The Wise Operator

Non-Human Identity

A credential, token, API key, service account, or OAuth grant issued to a software system, automation, or AI agent rather than to a human user, used to authenticate and authorize machine-to-machine actions inside enterprise environments.


What It Is

A non-human identity is any credential issued to a machine rather than a person. API keys that allow a service to read a database, OAuth tokens that let one SaaS tool write to another, and service accounts that grant an AI agent permission to act inside a corporate system are all non-human identities. Unlike human user accounts, they are rarely subject to the same access reviews, expiration policies, or revocation workflows. They proliferate quietly and accumulate permissions over time.

Why It Matters

Every AI agent you deploy requires non-human identities to function. A customer-service agent needs a token to read order history. A financial crimes agent needs credentials to query transaction records. A coding agent needs an API key to push to a repository. In a small deployment, this is manageable manually.

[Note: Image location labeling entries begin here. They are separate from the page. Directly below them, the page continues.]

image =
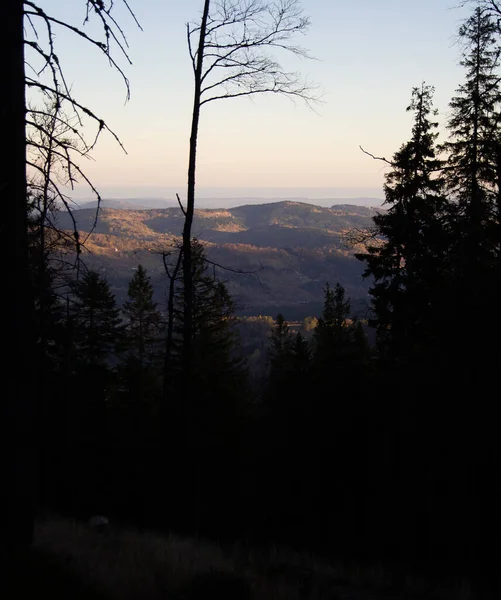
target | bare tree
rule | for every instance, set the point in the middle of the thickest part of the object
(40, 69)
(232, 51)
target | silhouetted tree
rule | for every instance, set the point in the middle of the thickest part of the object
(142, 320)
(96, 321)
(21, 336)
(407, 258)
(229, 54)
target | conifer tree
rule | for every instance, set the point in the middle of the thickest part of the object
(96, 321)
(142, 320)
(333, 338)
(406, 260)
(473, 148)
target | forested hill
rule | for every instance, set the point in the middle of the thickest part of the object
(293, 247)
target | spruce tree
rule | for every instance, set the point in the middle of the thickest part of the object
(333, 338)
(474, 128)
(406, 260)
(96, 321)
(142, 320)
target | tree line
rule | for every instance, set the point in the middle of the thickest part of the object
(387, 453)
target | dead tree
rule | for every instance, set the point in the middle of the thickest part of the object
(28, 62)
(231, 54)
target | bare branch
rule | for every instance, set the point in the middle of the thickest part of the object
(183, 210)
(376, 157)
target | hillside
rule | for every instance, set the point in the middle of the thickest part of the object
(293, 247)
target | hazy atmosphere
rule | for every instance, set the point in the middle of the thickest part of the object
(252, 256)
(368, 56)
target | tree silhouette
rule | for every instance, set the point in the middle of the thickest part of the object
(20, 339)
(410, 239)
(229, 50)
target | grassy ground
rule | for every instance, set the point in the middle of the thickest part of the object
(72, 561)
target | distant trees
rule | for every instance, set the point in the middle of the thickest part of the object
(229, 53)
(410, 238)
(20, 338)
(142, 320)
(96, 322)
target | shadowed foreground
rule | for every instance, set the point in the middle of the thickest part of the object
(71, 560)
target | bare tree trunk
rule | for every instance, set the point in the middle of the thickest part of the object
(170, 322)
(190, 205)
(16, 485)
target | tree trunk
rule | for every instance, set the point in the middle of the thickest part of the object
(190, 206)
(17, 406)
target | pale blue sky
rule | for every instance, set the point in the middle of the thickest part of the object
(370, 54)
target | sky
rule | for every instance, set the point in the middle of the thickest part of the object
(368, 56)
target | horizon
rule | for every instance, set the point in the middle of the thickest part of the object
(267, 142)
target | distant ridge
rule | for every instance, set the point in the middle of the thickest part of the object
(156, 203)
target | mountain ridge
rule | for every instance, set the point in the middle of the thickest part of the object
(291, 248)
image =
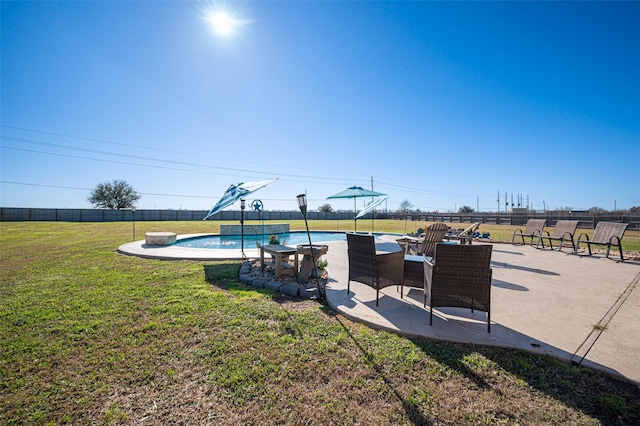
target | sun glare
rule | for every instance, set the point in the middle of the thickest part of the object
(222, 23)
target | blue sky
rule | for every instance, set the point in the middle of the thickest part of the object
(442, 104)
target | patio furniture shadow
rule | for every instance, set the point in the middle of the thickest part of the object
(505, 265)
(507, 285)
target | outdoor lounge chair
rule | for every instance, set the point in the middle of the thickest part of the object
(459, 276)
(465, 236)
(532, 230)
(563, 231)
(606, 234)
(375, 270)
(425, 244)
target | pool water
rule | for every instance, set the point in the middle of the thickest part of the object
(234, 241)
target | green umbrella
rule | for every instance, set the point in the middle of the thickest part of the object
(355, 192)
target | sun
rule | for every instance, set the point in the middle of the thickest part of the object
(222, 23)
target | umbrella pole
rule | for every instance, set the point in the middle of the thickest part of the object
(355, 221)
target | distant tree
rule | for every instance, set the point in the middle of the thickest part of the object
(113, 195)
(405, 206)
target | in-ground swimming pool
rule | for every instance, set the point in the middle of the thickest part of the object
(234, 241)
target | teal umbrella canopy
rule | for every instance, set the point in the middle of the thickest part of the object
(235, 192)
(355, 192)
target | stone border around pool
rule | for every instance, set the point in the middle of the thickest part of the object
(287, 289)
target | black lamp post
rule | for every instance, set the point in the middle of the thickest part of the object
(302, 203)
(133, 216)
(242, 206)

At enterprise scale, with dozens of agents running across dozens of integrated systems, the credential surface grows faster than any team can audit by hand. Unmanaged non-human identities are one of the primary attack vectors for adversaries targeting AI-enabled enterprises, because compromising a machine credential often grants broader and quieter access than compromising a human account.

In Practice

The security discipline emerging around non-human identity treats every machine credential as a first-class object with a defined lifecycle, a minimum-necessary access scope, and a revocation path. Platforms like Astrix Security, acquired by Cisco in May 2026, map the full inventory of non-human identities across an enterprise, flag over-permissioned credentials, and surface anomalous behavior in real time. Any operator deploying agents at scale should audit whether their current identity infrastructure was designed for a world where software acts, not just where software runs.